Re: [PATCH] Optimize rename detection for a huge diff

Luke Lu <git@xxxxxxxxxx> · Tue, 29 Jan 2008 23:24:13 -0800

On Jan 29, 2008, at 10:57 PM, Luke Lu wrote:
On Jan 29, 2008, at 8:40 PM, Junio C Hamano wrote:
When there are N deleted paths and M created paths, we used to
allocate (N x M) "struct diff_score" that record how similar
each of the pair is, and picked the <src,dst> pair that gives
the best match first, and then went on to process worse matches.

This sorting is done so that when two new files in the postimage
that are similar to the same file deleted from the preimage, we
can process the more similar one first, and when processing the
second one, it can notice "Ah, the source I was planning to say
I am a copy of is already taken by somebody else" and continue
on to match itself with another file in the preimage with a
lessor match.  This matters to a change introduced between
1.5.3.X series and 1.5.4-rc, that lets the code to favor unused
matches first and then falls back to using already used
matches.

This instead allocates and keeps only a handful rename source
candidates per new files in the postimage.  I.e. it makes the
memory requirement from O(N x M) to O(M).

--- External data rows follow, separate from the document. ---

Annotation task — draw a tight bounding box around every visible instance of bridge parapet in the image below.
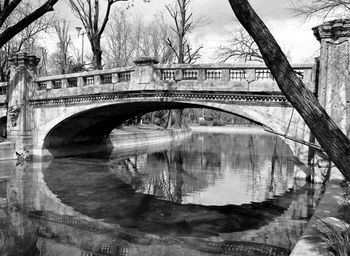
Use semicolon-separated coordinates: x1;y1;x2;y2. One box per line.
155;64;316;93
0;82;7;105
32;63;316;100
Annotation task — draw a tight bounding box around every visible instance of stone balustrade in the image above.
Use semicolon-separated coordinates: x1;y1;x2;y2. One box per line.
35;64;314;91
35;67;134;90
0;63;316;107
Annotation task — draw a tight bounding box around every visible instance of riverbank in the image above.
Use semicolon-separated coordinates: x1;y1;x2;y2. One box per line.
290;167;348;256
190;125;269;134
109;125;191;154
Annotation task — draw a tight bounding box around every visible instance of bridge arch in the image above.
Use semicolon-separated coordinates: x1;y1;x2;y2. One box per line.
34;97;308;158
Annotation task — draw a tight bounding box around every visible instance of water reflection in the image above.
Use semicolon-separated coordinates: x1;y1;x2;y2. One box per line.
0;131;318;255
108;134;295;205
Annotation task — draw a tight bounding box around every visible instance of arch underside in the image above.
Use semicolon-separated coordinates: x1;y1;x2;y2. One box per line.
36;99;306;156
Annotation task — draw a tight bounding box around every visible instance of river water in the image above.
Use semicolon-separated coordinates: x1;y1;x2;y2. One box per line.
0;129;320;256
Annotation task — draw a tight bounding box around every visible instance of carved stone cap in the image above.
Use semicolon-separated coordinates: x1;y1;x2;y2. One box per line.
134;57;159;66
312;19;350;41
8;52;40;67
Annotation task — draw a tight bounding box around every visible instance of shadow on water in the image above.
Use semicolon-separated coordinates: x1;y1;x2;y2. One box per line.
0;131;322;255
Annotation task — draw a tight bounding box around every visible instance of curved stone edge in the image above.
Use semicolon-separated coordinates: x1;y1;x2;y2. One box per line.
0;142;17;160
290;167;345;256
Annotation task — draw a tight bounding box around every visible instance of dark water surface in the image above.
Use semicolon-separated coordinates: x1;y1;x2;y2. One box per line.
0;133;320;256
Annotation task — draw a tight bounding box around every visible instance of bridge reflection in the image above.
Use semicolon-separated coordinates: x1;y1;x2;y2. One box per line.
0;133;318;255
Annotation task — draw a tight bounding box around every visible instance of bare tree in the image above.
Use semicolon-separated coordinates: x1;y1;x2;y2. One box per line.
165;0;206;128
106;11;135;68
216;28;263;62
166;0;205;63
54;20;71;74
105;11;175;67
0;1;52;80
133;14;175;63
69;0;149;69
0;0;58;47
294;0;350;18
229;0;350;180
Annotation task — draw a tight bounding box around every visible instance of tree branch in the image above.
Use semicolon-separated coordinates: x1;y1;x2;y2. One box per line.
0;0;58;47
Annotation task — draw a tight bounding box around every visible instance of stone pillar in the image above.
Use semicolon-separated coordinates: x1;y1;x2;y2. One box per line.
133;57;158;84
313;19;350;137
7;53;39;155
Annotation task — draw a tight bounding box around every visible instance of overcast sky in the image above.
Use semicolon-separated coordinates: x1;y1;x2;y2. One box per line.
49;0;320;62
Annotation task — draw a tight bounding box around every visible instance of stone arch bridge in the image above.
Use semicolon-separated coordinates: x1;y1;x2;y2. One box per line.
0;53;317;158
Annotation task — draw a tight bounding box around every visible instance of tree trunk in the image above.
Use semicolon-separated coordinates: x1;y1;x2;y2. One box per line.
229;0;350;180
91;37;102;69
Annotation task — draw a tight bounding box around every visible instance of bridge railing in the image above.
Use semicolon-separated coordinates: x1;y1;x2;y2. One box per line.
155;64;313;83
0;64;315;98
34;67;135;90
0;82;7;95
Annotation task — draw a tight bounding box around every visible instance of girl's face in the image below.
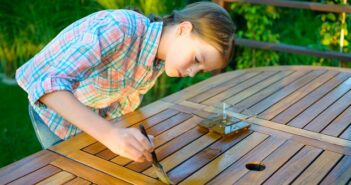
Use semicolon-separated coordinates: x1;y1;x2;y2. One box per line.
165;22;224;77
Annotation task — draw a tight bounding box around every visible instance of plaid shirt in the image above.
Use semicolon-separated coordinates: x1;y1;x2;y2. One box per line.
16;10;164;139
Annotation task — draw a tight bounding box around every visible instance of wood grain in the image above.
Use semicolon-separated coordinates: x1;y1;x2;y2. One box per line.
8;165;61;185
37;171;75;185
272;73;351;124
180;132;268;184
321;155;351;185
264;146;322;184
208;136;286;185
293;151;342;184
260;71;337;120
168;132;252;183
235;140;304;184
51;155;129;185
126;127;208;172
288;78;351;128
0;150;59;184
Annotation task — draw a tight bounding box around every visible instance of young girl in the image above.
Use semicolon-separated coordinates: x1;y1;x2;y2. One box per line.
16;2;234;162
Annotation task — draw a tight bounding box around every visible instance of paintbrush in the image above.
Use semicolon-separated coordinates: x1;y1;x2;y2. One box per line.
139;124;173;184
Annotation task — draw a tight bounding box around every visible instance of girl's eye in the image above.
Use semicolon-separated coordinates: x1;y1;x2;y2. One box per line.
195;56;200;64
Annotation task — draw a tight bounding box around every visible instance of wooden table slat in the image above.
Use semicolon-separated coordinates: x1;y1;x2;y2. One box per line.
322;107;351;137
264;146;322;184
223;71;293;105
8;165;61;185
187;72;260;103
260;71;337;120
69;151;161;184
82;142;106;155
96;149;118;161
168;132;252;183
249;70;326;114
321;155;351;185
304;91;351;132
0;151;58;184
180;132;269;185
0;66;351;185
143;132;221;178
208;136;286;185
340;125;351;140
64;177;91;185
235;71;310;109
201;71;279;105
235;140;304;184
115;100;172;127
112;116;202;168
293;151;343;184
37;171;76;185
288;78;351;128
162;71;246;103
272;73;351;124
126;127;208;172
51;156;130;185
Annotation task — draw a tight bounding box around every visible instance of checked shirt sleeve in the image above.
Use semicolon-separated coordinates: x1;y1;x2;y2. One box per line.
16;11;123;106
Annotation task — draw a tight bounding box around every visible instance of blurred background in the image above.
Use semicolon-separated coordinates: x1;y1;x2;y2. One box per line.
0;0;351;167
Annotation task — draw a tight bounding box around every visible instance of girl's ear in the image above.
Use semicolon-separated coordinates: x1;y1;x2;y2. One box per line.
177;21;193;36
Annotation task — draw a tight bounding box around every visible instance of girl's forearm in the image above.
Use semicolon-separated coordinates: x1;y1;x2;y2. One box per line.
39;91;113;142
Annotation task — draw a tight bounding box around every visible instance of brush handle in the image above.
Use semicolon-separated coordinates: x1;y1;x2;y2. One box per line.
139;124;159;166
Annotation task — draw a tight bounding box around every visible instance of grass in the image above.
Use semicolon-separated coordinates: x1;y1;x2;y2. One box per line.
0;83;41;167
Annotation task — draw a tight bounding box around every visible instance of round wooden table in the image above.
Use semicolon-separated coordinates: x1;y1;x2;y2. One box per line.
0;66;351;185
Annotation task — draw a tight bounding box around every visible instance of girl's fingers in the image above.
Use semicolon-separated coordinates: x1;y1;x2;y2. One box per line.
125;142;145;162
148;135;155;151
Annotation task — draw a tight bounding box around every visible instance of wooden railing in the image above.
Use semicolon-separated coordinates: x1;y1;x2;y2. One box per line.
214;0;351;67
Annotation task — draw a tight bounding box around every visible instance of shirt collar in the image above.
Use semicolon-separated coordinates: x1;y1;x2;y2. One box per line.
138;22;164;69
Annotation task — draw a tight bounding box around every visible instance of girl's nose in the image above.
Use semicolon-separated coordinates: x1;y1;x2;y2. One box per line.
188;66;200;77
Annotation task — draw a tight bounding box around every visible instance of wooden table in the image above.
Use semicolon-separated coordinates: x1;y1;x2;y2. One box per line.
0;66;351;185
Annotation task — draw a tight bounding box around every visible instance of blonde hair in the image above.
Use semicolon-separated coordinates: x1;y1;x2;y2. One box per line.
162;2;235;67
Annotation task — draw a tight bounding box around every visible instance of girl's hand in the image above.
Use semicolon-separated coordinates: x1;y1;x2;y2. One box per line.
103;126;154;162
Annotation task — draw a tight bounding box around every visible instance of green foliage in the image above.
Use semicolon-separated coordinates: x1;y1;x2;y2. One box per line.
230;3;279;69
319;0;351;53
0;83;41;168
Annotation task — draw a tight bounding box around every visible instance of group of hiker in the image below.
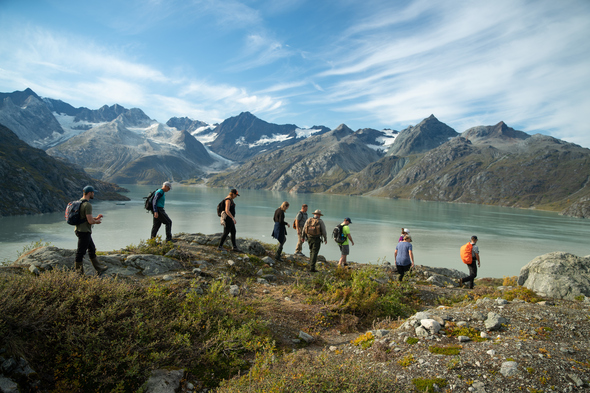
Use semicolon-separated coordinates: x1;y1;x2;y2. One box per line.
66;181;481;288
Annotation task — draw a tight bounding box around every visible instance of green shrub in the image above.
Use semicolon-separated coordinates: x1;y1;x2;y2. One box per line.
412;378;447;392
428;345;463;355
216;350;406;393
297;267;415;321
0;271;272;392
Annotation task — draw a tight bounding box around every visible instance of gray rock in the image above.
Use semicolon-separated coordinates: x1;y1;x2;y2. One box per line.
415;326;430;337
299;330;315;344
426;274;458;287
500;362;518;377
29;265;41;276
484;312;508;331
420;319;441;334
518;252;590;300
144;369;184;393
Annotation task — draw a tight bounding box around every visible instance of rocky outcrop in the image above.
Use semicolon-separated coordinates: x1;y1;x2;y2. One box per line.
13;247;182;277
0;125;129;216
518;252;590;299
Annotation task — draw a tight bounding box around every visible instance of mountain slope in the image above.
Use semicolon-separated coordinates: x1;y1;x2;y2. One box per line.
0;125;129;216
47;119;214;183
209;112;329;162
387;115;459;156
0;89;64;148
370;134;590;210
209;125;382;192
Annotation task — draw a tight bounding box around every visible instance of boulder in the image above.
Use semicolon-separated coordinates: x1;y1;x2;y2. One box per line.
518;252;590;300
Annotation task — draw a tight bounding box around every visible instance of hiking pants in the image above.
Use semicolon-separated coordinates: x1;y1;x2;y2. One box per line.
295;234;304;254
307;236;322;271
219;217;238;248
461;258;477;289
152;208;172;242
75;231;96;263
395;265;412;281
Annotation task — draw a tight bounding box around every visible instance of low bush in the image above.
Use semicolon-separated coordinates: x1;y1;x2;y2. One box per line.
0;272;272;392
217;350;405;393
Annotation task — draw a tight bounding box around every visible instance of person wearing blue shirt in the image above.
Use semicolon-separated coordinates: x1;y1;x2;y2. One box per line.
395;235;414;281
151;181;172;242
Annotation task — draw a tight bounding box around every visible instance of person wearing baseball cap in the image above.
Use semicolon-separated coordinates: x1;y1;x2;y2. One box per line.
338;217;354;267
217;188;242;252
151;181;172;242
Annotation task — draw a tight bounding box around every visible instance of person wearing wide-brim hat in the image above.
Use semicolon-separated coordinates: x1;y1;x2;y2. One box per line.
303;209;328;272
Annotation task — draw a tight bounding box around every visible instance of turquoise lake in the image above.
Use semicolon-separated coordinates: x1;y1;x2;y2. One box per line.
0;185;590;278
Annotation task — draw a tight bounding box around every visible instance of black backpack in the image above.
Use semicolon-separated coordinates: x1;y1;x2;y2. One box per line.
332;224;346;244
143;190;158;213
65;199;88;225
217;198;227;217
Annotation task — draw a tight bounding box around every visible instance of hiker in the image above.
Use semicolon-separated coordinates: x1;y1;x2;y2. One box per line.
74;186;108;276
395;235;414;281
397;228;410;243
151;181;172;242
457;236;481;289
271;201;290;261
217;188;242;252
301;209;328;273
293;204;307;256
338;217;354;267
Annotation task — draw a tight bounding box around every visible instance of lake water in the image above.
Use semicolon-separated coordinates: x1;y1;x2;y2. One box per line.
0;185;590;278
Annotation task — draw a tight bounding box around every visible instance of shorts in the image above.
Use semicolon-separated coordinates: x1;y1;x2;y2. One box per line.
340;244;350;255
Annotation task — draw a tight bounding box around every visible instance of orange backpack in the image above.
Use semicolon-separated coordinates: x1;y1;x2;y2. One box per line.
459;242;473;265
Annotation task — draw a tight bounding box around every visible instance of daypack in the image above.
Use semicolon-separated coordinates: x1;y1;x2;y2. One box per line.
143;190;158;213
459;242;473;265
217;198;227;217
65;199;88;225
332;224;346;244
305;217;322;236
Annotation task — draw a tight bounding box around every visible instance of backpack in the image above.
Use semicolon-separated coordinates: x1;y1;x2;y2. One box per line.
305;217;322;236
459;242;473;265
332;224;347;244
65;199;88;225
143;190;158;213
217;198;227;217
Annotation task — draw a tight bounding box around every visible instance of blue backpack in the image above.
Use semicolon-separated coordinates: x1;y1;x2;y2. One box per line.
65;199;88;225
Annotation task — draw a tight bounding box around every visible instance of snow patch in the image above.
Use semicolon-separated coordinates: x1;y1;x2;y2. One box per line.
295;128;321;138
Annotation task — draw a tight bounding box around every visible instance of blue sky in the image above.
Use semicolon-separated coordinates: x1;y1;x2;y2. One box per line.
0;0;590;147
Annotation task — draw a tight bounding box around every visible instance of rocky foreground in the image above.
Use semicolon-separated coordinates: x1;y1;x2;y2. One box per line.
0;234;590;393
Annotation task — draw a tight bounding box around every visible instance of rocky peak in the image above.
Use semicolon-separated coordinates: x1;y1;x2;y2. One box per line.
461;121;531;150
388;115;459;156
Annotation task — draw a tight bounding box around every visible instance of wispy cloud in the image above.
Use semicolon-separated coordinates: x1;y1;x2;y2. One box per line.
316;1;590;144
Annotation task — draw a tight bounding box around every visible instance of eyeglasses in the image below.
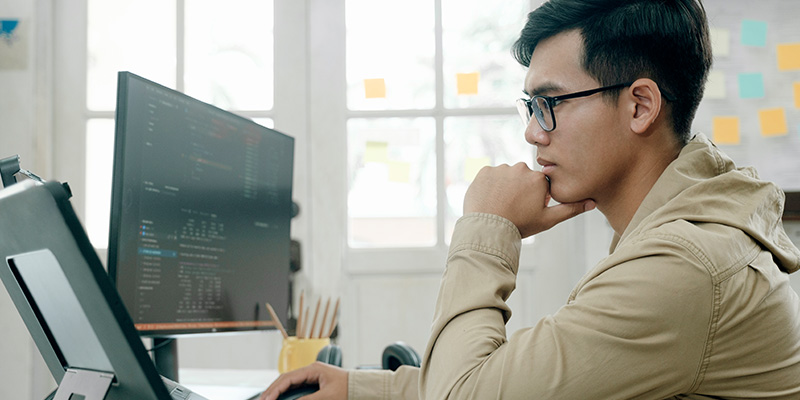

For each dst, we compute similarlity with all sources (i.e. the
number of similarity estimate computations is still O(N x M)),
but we keep handful best src candidates for each dst.

I can think of cases where you'll throw away better candidates this  
way. How about using a priority queue of size max(N, M)?

I don't know about the details of the current algorithm but it  
seems to me that using a naive Rabin Karp fingerprinting approach  
would not use too much memory: say L is total number of bytes of  
created files and the fingerprint size S and hash size of 4 bytes.  
To keep track of M files You only need to keep 8(additional 4 bytes  
as an index to the file names)*(L/S + M(for filenames)) plus some  
overhead for the hash table in memory. One pass through D (number  
of bytes of deleted files) you can get the NxM scores. The score is  
defined as Wf * Mf + Wt, where Wf is the weight for fingerprinting  
match and Wt is the weight for title match score; Mf is the  
fingerprint match score = (number of matching fingerprints)/(number  
of fingerprints of original (deleted) file). Wf and Wt can be tuned  
to boost exact basename match.

By pushing the scores into a priority queue you'll get the final  
top (max(N, M) = K) scores in the end. The computation complexity  
is really O(D+L+(MxN)logK) and memory requirement O(L)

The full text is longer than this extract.